History

United States
- Name: USS Maple (YN-20)
- Namesake: maple tree
- Builder: American Shipbuilding Company, Cleveland, Ohio
- Laid down: 28 October 1940
- Renamed: USS Hackberry (YN-20), 16 October 1941
- Namesake: hackberry tree
- Launched: 28 October 1941
- Commissioned: 21 December 1942
- Reclassified: AN-25, 20 January 1944
- Decommissioned: 12 November 1944
- Honors and awards: one battle star for World War II service
- Fate: transferred to French Navy, 12 November 1944

History

France
- Name: Araignée (A727)
- Namesake: "Spider"
- Acquired: 12 November 1944
- Decommissioned: 1977
- Fate: Scrapped in 1985

General characteristics
- Class & type: Aloe-class net laying ship
- Displacement: 560 long tons (570 t), light; 850 long tons (860 t), full;
- Length: 163 ft 2 in (49.73 m)
- Beam: 30 ft 6 in (9.30 m)
- Draft: 11 ft 8 in (3.56 m)
- Propulsion: direct drive diesel, single propeller
- Speed: 12.5 knots (23.2 km/h)
- Complement: 48 officers and enlisted
- Armament: 1 × single 3 in (76 mm) gun mount; 2 × .30 caliber machine guns; 2 × depth charge tracks;

= USS Hackberry =

Aloe-class net laying ship built for the United States Navy during World War II

USS Hackberry (YN-20/AN-25) was an built for the United States Navy during World War II. She was originally ordered and laid down as USS Maple (YN-20) but renamed shortly before her October 1941 launch. She was later transferred to the French Navy as Araignée (A727).

== Career ==
Hackberry (YN-20), originally Maple but renamed before launching 28 October 1941 by American Shipbuilding Company. Cleveland, Ohio. She was commissioned 21 December 1942.

Following shakedown and training exercises out of Tompkinsville. Rhode Island, the net tender was assigned to North African waters, reporting 12 April 1943. She operated in Palermo harbor towing and acting as cable recovery and salvage vessel. During her stay in Palermo Hackberry installed boom defenses at Catania, Sicily, and operated briefly in the harbor at Naples, Italy.

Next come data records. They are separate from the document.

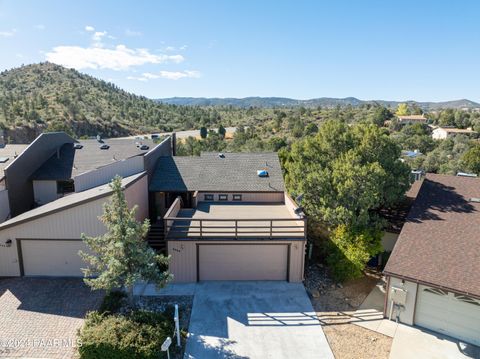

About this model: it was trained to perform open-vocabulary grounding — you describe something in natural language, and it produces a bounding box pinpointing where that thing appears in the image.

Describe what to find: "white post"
[173,304,181,347]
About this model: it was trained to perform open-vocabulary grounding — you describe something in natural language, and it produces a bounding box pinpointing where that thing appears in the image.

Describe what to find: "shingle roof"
[0,144,28,180]
[150,152,285,192]
[385,174,480,297]
[32,139,156,180]
[0,172,146,230]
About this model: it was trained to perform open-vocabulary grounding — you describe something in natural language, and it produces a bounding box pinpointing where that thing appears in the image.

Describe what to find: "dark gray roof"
[150,152,285,192]
[32,138,156,180]
[385,174,480,297]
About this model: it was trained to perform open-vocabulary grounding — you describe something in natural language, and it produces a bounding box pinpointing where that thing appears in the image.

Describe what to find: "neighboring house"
[432,127,477,140]
[149,153,306,282]
[384,174,480,345]
[397,115,427,125]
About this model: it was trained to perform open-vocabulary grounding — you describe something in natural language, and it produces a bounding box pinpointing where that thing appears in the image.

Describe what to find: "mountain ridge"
[156,96,480,110]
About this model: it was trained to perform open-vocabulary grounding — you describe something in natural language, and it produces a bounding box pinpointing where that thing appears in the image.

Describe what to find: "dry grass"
[312,273,392,359]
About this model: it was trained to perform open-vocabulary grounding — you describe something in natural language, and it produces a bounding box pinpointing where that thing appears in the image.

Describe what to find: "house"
[384,174,480,345]
[0,133,172,277]
[432,127,477,140]
[397,114,427,125]
[149,153,306,282]
[0,133,306,282]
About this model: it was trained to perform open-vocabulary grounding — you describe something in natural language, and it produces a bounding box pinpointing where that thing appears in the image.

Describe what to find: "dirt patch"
[305,265,392,359]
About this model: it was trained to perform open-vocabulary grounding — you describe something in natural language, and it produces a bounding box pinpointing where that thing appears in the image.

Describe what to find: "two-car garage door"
[20,239,86,277]
[197,244,289,280]
[415,285,480,345]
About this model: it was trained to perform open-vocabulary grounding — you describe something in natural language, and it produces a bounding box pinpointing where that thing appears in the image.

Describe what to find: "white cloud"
[0,29,17,37]
[135,70,201,80]
[46,44,184,70]
[125,29,142,36]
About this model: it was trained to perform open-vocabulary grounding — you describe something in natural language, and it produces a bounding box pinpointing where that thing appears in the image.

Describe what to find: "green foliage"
[461,143,480,175]
[98,290,127,314]
[284,121,410,228]
[78,311,174,359]
[80,176,171,293]
[327,225,382,282]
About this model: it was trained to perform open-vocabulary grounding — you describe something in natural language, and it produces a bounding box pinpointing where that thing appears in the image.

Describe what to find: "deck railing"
[164,217,307,239]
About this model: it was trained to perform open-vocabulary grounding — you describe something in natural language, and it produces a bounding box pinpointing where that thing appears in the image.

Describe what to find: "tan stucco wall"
[168,240,305,283]
[33,181,58,205]
[386,277,418,325]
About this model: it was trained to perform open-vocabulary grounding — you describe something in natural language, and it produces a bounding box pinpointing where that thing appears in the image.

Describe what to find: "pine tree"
[79,176,172,301]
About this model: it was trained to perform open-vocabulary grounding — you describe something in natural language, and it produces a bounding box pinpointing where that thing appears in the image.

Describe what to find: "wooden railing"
[164,217,307,239]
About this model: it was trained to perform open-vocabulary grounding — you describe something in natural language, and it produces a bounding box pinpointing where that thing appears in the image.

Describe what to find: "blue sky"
[0,0,480,101]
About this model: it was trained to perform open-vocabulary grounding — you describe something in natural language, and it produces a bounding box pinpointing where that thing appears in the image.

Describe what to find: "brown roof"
[385,174,480,297]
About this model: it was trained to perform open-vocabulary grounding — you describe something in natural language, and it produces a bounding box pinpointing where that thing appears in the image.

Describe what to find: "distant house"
[384,174,480,345]
[397,115,427,125]
[432,127,477,140]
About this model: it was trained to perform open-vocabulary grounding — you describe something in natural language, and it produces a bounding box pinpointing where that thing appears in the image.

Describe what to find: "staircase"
[147,222,167,253]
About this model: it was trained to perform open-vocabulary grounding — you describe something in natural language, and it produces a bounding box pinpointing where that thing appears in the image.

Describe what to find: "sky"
[0,0,480,102]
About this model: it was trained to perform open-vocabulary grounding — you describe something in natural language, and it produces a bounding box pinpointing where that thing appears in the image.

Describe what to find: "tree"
[200,126,208,139]
[218,125,227,139]
[395,103,410,116]
[462,143,480,175]
[79,176,171,301]
[284,121,410,228]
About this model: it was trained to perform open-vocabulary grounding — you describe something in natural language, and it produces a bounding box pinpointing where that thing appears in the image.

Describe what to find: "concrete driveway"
[185,281,333,359]
[0,278,103,358]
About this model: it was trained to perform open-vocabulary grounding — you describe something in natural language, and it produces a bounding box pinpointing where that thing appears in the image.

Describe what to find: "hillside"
[157,97,480,111]
[0,63,217,142]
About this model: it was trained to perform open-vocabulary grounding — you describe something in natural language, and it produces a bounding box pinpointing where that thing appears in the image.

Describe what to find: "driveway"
[185,281,333,359]
[0,278,103,358]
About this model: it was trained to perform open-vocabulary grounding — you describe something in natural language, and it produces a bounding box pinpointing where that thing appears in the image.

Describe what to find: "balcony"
[164,199,306,240]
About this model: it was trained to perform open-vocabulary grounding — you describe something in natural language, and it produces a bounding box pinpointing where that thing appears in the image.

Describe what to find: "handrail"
[164,216,307,239]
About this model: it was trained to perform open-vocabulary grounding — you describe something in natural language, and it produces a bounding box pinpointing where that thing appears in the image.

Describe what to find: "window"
[57,180,75,194]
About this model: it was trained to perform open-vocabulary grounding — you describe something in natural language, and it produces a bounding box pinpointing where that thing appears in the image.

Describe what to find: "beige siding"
[33,181,58,205]
[168,240,305,283]
[0,189,10,223]
[0,176,148,277]
[197,192,284,203]
[74,156,144,192]
[125,176,148,221]
[21,240,87,277]
[382,232,399,252]
[386,277,418,325]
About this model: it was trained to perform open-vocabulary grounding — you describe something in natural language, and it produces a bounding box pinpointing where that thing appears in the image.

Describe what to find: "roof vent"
[457,172,477,177]
[257,170,268,177]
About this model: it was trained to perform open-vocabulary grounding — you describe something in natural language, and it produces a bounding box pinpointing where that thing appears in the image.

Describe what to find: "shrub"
[79,311,174,359]
[327,225,382,282]
[98,291,127,314]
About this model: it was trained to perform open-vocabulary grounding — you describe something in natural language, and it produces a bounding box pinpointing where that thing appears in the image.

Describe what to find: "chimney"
[172,132,177,156]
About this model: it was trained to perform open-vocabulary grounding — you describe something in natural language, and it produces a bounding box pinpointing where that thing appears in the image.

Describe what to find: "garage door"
[198,244,288,280]
[20,239,86,277]
[415,285,480,345]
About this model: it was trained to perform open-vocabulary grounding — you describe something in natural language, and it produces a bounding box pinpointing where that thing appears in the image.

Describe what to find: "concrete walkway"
[351,282,480,359]
[185,281,333,359]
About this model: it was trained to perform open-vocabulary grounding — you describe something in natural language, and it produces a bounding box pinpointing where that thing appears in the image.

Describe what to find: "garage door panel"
[21,240,87,277]
[198,244,288,280]
[415,285,480,345]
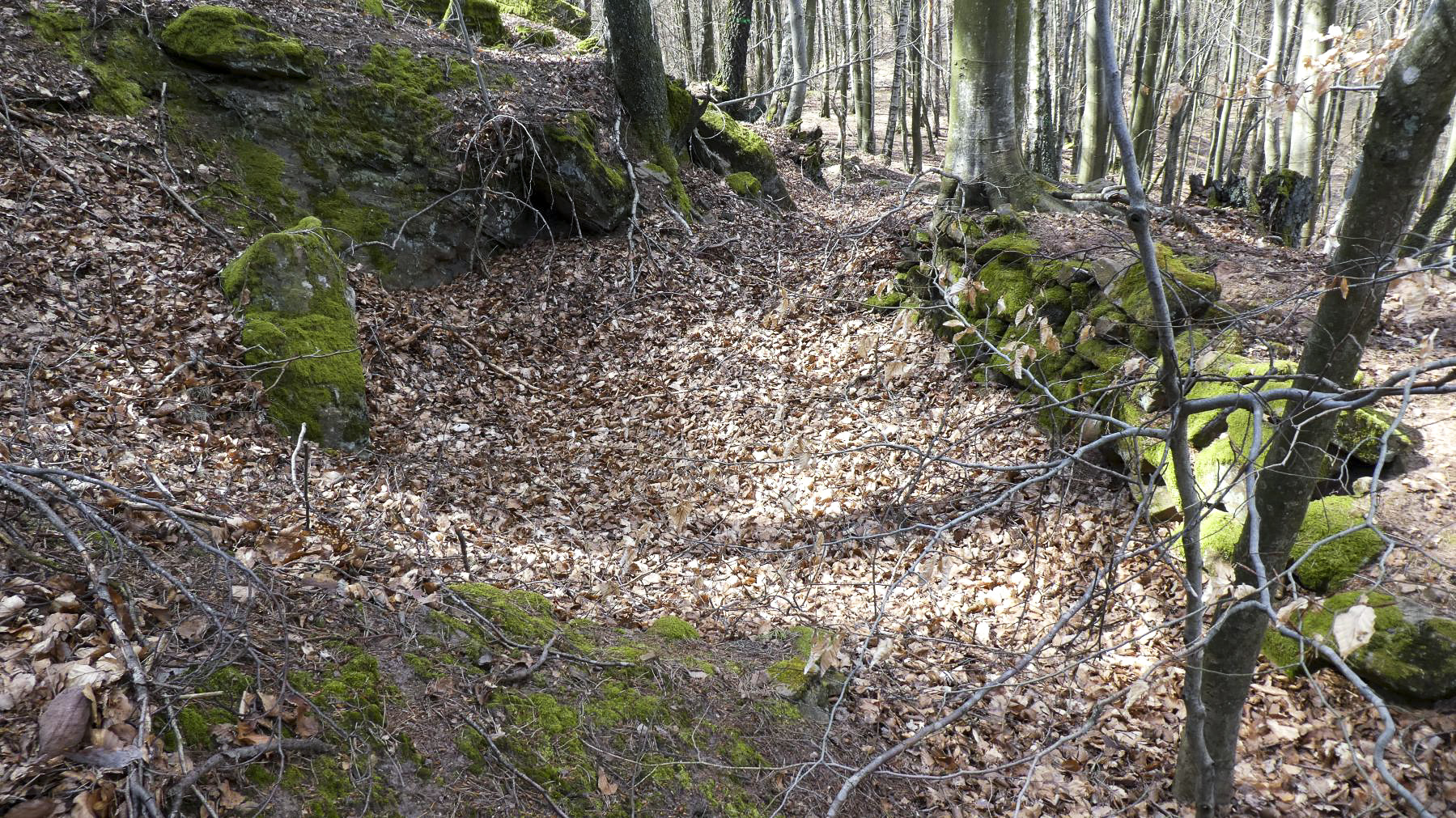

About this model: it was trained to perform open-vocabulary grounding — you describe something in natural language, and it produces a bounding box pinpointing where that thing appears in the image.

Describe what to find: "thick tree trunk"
[603,0,692,214]
[1131,0,1168,177]
[722,0,753,108]
[698,0,718,80]
[1177,0,1456,815]
[1401,128,1456,256]
[881,0,915,159]
[1077,0,1106,184]
[940,0,1041,210]
[1264,0,1294,170]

As the pincers were applied to the Axis in Europe, Hackberry took part in the important landings in southern France. Arriving off the beaches 15 August, the ship helped transport garrison troops from the newly won Alpha beach to Isle du Levant.

Hackberry remained in the area as Allied troops pushed forward from the beachhead, coming under fire from German shore batteries 22 August. With the capture of Toulon, the ship returned to her regular duties, clearing away the net and other harbor obstructions.

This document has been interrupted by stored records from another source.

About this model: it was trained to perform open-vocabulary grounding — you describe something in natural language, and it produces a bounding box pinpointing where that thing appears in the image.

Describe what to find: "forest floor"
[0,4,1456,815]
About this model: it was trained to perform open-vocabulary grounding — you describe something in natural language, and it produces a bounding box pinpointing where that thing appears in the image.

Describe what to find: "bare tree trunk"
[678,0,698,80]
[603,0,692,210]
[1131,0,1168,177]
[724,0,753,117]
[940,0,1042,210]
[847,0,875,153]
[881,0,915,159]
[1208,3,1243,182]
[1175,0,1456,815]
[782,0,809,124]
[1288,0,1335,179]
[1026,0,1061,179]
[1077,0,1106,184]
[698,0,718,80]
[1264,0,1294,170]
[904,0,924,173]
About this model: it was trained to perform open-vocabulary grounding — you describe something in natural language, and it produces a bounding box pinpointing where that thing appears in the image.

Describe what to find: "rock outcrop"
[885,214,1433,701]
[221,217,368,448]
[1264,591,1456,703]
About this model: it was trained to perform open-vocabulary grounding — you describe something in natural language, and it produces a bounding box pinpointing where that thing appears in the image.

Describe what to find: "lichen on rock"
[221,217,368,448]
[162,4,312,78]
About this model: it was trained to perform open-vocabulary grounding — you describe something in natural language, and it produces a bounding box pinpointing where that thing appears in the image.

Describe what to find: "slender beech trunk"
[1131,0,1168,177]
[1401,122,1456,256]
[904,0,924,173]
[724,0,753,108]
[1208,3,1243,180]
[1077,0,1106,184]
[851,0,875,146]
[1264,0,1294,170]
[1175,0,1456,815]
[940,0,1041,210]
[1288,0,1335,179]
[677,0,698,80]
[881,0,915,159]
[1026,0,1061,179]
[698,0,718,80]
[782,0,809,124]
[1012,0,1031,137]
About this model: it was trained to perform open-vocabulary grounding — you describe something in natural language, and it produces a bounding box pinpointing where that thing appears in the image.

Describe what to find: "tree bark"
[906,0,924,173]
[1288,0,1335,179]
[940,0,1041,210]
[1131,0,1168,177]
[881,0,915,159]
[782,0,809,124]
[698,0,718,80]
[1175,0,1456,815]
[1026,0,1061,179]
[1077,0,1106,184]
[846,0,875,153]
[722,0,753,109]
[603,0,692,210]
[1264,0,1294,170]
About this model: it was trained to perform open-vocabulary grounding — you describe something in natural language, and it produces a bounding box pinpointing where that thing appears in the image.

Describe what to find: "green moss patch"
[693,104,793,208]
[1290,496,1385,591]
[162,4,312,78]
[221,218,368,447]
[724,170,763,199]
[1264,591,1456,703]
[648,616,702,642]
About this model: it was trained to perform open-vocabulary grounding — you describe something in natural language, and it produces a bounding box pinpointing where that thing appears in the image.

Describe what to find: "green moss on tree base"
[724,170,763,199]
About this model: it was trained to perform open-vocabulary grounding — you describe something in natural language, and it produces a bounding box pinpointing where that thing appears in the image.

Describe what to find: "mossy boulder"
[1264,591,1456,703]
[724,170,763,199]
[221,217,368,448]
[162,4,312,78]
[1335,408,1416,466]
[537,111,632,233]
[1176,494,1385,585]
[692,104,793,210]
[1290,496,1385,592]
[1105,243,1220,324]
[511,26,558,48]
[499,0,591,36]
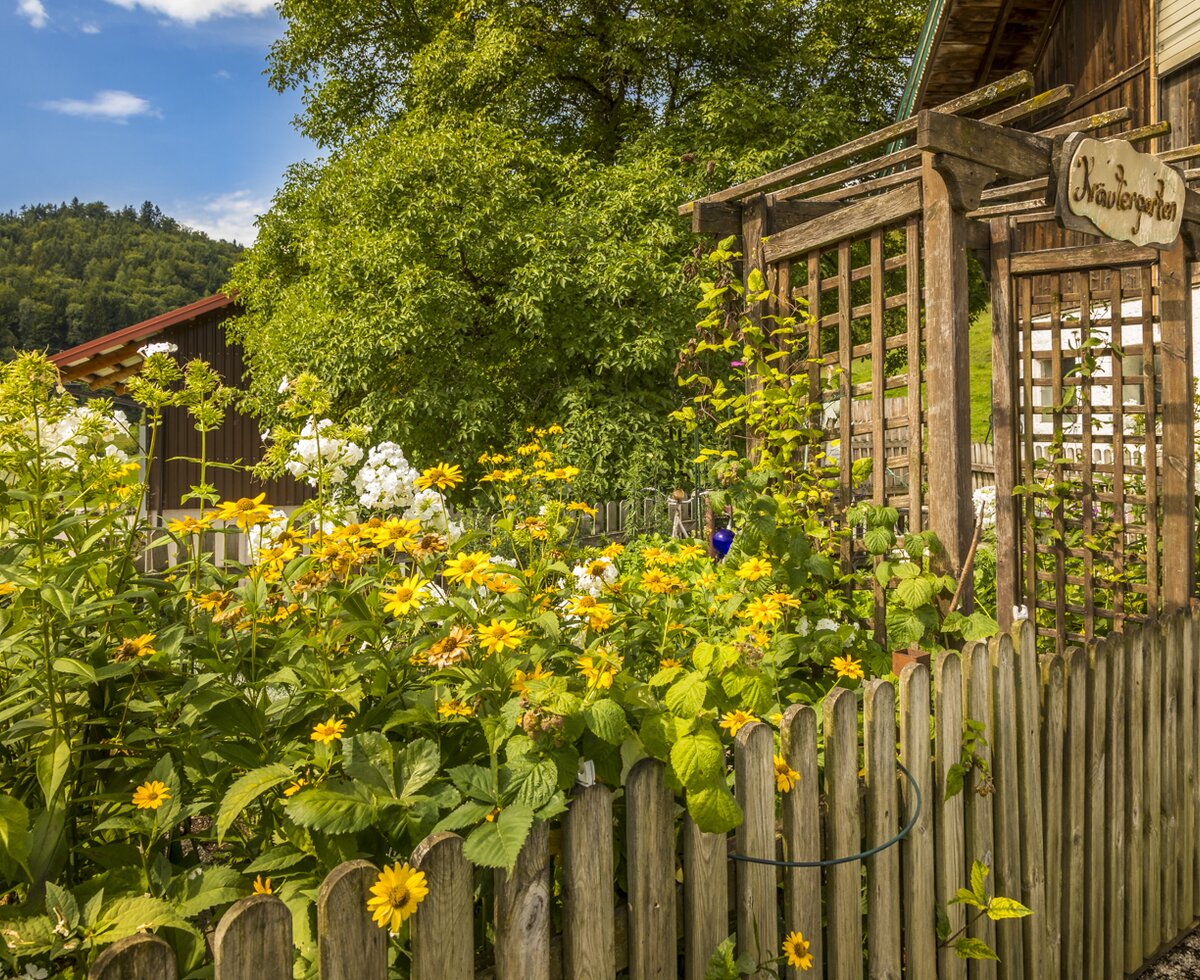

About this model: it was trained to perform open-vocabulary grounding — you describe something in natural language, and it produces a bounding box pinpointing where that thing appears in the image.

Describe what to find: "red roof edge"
[50,293,234,367]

Redesignated (AN-25) 20 January 1944, Hackberry operated at Toulon and Marseille until being turned over to the French government under lend-lease 12 November 1944.

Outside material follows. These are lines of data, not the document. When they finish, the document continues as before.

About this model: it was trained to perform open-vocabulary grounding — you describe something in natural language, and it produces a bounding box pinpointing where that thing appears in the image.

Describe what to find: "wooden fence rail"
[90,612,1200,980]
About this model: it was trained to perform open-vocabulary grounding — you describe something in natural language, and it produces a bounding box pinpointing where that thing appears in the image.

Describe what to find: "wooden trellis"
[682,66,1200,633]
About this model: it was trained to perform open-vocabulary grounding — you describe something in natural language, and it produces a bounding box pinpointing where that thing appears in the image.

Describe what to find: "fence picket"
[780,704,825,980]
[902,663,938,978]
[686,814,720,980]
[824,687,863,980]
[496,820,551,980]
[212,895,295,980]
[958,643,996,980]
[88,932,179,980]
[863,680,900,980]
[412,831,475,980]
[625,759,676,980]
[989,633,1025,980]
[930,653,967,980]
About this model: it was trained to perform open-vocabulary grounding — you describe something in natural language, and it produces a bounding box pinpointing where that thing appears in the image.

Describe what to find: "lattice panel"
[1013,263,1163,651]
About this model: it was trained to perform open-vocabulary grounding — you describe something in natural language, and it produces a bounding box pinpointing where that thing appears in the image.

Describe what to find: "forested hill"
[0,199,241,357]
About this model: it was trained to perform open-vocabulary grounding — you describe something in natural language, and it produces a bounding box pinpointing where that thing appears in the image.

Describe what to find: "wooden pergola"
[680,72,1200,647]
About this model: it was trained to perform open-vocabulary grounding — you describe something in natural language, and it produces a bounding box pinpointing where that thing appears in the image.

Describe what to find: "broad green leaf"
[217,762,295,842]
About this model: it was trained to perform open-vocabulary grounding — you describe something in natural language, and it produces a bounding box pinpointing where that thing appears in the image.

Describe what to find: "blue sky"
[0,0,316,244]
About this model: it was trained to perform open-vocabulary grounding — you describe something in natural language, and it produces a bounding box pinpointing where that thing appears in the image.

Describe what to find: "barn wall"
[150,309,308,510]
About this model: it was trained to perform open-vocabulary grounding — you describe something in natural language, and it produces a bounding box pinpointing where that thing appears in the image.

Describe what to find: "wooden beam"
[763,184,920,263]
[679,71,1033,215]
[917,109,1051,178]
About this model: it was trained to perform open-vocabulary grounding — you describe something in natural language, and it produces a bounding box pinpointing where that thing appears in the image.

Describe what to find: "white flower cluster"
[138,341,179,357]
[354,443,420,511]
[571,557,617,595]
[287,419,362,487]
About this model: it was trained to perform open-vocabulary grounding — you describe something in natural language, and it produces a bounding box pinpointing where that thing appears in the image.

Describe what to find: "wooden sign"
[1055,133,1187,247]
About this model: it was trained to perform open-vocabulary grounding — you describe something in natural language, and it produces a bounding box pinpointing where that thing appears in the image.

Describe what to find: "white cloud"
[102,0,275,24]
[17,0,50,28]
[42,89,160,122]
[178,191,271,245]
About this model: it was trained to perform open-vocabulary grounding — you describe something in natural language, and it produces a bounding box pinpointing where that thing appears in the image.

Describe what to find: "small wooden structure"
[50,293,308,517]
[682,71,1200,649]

Hackberry was returned to U.S. custody from lend-lease 21 March 1949 and was sold the same day to France, where she served as Araignée.

In the summer of 1949, she sailed to Indochina with two small tugs in tow, and in February 1950, she sailed the return trip with Intraitable in tow. From then, she served in Toulon, and in Brest from 1956.

Araignée was decommissioned in 1977, and used as a pontoon hulk until 1985, when she was sold for scrap.